WTO set to call meeting to broker Doha deal on July 21

GENEVA (AFP) - World Trade Organization head Pascal Lamy is to invite ministers from 30 leading countries to a meeting here on July 21 to try to broker a final deal in the Doha round of trade talks, a diplomatic source said on Wednesday. Mexican ambassador Fernando de Mateo said: "Pascal (Lamy) told us that he thought we are in a good enough position to enter into a ministerial on the 21st (of July)." Lamy had spoken at a meeting here of the ambassadors of the countries concerned. The director general for trade at the European Commission, David O'Sullivan, expressed qualified optimism about the chances of success in concluding the talks which have stumbled from problem to deadlock since they began in 2001. He said: "I think it is perfectly imaginable that this deal can be made. But a lot of work needs to be done." The Doha round, aimed at a creating a new global agreement to remove barriers to trade and spur cross-border exchanges, has been deadlocked because of disagreements between the US and Europe and developed and developing countries. The round of negotiations involving 152 countries overall, and building on previous agreements to reduce barriers to world trade, should have been completed before the end of 2004. A central obstacle has been disagreement between countries in the northern and southern hemispheres on agriculture policies. Lamy said at the end of May that conditions to reach a final deal to complete the round had finally come together. Progress had been made on three central matters, he said: subsidies for agriculture, and customs duties on agricultural and industrial products. Lamy wants to move quickly to an agreement which can be put for ratification to the current US administration which will leave office in January. Officials at the WTO are concerned that attempts at ratification after that date might run into long delays.
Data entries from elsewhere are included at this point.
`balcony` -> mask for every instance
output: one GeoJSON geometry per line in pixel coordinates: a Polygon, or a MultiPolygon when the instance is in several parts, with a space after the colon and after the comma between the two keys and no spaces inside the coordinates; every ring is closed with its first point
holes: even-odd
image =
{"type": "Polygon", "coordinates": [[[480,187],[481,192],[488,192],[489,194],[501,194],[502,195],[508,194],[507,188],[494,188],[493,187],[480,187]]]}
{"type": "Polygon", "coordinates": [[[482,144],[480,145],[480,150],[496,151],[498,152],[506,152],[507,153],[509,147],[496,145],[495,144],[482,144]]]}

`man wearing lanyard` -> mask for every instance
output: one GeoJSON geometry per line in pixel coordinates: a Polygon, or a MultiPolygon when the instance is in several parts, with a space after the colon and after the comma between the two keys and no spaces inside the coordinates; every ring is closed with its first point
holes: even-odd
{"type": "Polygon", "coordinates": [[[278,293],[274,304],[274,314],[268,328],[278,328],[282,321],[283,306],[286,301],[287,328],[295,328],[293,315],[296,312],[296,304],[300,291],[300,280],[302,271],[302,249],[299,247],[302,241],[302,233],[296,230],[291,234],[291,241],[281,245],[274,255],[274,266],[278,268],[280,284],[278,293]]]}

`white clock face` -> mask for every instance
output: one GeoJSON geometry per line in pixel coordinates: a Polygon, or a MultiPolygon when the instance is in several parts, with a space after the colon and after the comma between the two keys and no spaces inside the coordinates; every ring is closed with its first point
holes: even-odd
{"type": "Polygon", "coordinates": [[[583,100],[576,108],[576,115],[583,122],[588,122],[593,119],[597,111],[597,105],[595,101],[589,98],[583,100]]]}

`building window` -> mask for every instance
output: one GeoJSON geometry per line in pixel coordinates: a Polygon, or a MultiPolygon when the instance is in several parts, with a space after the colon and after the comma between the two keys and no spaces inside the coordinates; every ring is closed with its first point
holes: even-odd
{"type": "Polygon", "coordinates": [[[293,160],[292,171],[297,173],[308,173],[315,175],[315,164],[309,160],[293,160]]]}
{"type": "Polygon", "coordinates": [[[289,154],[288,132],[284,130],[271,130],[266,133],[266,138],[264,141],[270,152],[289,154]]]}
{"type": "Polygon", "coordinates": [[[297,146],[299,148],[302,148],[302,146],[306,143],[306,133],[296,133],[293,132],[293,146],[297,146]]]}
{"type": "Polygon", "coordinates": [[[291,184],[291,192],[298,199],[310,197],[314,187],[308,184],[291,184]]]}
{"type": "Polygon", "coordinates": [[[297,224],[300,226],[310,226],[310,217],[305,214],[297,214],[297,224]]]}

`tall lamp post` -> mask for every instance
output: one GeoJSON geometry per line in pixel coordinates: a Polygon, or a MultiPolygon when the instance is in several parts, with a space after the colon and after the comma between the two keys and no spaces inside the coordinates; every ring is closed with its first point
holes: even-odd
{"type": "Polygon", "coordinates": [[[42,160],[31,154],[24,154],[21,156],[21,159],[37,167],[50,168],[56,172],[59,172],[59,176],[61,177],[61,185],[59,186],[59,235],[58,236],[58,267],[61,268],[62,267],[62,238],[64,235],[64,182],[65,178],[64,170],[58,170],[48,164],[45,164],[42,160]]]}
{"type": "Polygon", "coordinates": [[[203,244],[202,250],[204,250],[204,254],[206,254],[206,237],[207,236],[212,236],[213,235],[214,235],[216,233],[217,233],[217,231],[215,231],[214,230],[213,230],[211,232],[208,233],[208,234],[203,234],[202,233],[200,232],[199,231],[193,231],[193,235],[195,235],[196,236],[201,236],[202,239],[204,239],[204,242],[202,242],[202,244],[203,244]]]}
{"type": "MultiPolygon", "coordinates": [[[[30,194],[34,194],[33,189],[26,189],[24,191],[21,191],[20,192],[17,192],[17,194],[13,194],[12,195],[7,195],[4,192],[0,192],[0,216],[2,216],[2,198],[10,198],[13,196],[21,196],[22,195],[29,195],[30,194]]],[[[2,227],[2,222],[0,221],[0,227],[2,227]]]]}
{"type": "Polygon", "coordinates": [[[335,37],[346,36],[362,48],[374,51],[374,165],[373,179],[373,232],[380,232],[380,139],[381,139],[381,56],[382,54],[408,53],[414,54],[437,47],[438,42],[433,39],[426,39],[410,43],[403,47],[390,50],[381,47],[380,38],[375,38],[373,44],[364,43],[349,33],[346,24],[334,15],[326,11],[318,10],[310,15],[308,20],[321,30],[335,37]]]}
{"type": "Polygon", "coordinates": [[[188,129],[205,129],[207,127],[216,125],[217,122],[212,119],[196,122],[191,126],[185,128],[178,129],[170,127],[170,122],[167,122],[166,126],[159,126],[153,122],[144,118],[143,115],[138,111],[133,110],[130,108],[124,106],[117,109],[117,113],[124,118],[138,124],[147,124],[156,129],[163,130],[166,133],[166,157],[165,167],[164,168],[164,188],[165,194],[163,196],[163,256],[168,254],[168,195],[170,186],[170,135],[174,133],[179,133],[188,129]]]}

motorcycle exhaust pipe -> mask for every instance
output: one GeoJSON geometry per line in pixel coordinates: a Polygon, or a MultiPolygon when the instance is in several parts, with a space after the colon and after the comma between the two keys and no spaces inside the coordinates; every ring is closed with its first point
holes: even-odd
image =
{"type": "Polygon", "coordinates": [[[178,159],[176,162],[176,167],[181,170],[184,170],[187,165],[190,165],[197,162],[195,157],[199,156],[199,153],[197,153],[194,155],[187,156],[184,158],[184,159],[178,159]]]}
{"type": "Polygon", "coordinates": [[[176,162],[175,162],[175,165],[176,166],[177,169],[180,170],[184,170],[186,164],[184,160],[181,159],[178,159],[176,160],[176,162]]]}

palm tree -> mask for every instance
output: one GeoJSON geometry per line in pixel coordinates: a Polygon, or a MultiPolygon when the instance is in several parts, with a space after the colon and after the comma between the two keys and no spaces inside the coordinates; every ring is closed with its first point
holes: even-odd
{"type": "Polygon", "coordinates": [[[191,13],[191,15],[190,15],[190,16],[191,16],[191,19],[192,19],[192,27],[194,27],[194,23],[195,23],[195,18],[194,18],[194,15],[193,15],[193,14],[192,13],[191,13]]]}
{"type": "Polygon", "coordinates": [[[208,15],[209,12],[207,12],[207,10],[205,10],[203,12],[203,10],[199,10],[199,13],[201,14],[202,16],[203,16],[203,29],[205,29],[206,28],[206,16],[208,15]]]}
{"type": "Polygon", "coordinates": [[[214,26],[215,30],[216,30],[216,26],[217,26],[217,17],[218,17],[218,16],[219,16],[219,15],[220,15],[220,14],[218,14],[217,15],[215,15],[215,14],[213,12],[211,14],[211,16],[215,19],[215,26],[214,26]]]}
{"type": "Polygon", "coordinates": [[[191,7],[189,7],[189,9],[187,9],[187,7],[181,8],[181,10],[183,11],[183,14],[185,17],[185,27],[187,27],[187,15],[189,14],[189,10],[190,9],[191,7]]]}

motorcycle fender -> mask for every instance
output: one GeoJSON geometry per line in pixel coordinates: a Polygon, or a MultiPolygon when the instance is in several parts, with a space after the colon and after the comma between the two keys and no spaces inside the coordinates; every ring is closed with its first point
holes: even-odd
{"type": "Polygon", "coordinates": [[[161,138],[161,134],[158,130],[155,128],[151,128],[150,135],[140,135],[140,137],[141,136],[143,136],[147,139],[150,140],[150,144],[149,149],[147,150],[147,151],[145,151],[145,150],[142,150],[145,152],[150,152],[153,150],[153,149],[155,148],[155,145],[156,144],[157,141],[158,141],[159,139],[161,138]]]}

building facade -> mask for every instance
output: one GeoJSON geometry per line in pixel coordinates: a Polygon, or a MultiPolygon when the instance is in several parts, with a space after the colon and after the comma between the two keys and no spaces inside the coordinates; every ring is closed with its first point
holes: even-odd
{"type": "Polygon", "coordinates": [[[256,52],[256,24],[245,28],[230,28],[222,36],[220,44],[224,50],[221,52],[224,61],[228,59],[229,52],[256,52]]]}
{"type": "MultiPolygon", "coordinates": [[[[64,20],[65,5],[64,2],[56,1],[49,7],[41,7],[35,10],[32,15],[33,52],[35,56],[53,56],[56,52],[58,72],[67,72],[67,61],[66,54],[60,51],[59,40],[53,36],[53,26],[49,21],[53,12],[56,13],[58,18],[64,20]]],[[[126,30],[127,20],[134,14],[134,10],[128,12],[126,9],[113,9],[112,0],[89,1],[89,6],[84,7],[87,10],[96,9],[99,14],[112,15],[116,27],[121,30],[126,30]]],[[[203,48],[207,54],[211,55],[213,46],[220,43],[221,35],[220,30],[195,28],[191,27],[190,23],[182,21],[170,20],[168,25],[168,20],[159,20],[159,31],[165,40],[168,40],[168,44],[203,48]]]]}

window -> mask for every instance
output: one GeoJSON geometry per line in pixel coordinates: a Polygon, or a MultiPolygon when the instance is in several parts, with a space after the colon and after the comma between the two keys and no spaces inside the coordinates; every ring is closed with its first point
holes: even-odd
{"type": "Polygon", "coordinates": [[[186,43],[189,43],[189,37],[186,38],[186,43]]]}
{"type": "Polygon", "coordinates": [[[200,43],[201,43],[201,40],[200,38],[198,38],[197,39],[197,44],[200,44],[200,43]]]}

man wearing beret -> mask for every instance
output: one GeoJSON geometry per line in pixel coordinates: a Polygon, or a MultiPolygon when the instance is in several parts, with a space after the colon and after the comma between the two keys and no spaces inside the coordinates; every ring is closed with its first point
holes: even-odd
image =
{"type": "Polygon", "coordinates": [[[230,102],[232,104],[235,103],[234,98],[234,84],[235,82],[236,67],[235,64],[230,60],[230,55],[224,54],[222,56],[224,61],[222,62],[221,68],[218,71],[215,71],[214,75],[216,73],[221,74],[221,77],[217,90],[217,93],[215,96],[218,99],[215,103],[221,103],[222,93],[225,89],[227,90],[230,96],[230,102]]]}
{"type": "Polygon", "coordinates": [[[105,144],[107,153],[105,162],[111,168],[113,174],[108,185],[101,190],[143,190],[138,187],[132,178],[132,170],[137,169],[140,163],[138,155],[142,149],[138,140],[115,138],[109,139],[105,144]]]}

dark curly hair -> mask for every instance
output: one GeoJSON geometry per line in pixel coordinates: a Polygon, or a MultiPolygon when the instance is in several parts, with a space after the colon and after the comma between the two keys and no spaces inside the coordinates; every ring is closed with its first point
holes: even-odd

Only four days ago, Brazil and other developing countries complained that proposals on the table in the field of agriculture did not open up markets enough. "The options on the table do not seem to fulfil the mandate for substantial improvements in market access," the G20 group of developing countries said in a statement. The G20 blamed developed countries, saying: "we have no indication of what those countries are prepared to do" in terms of cutting subsidies.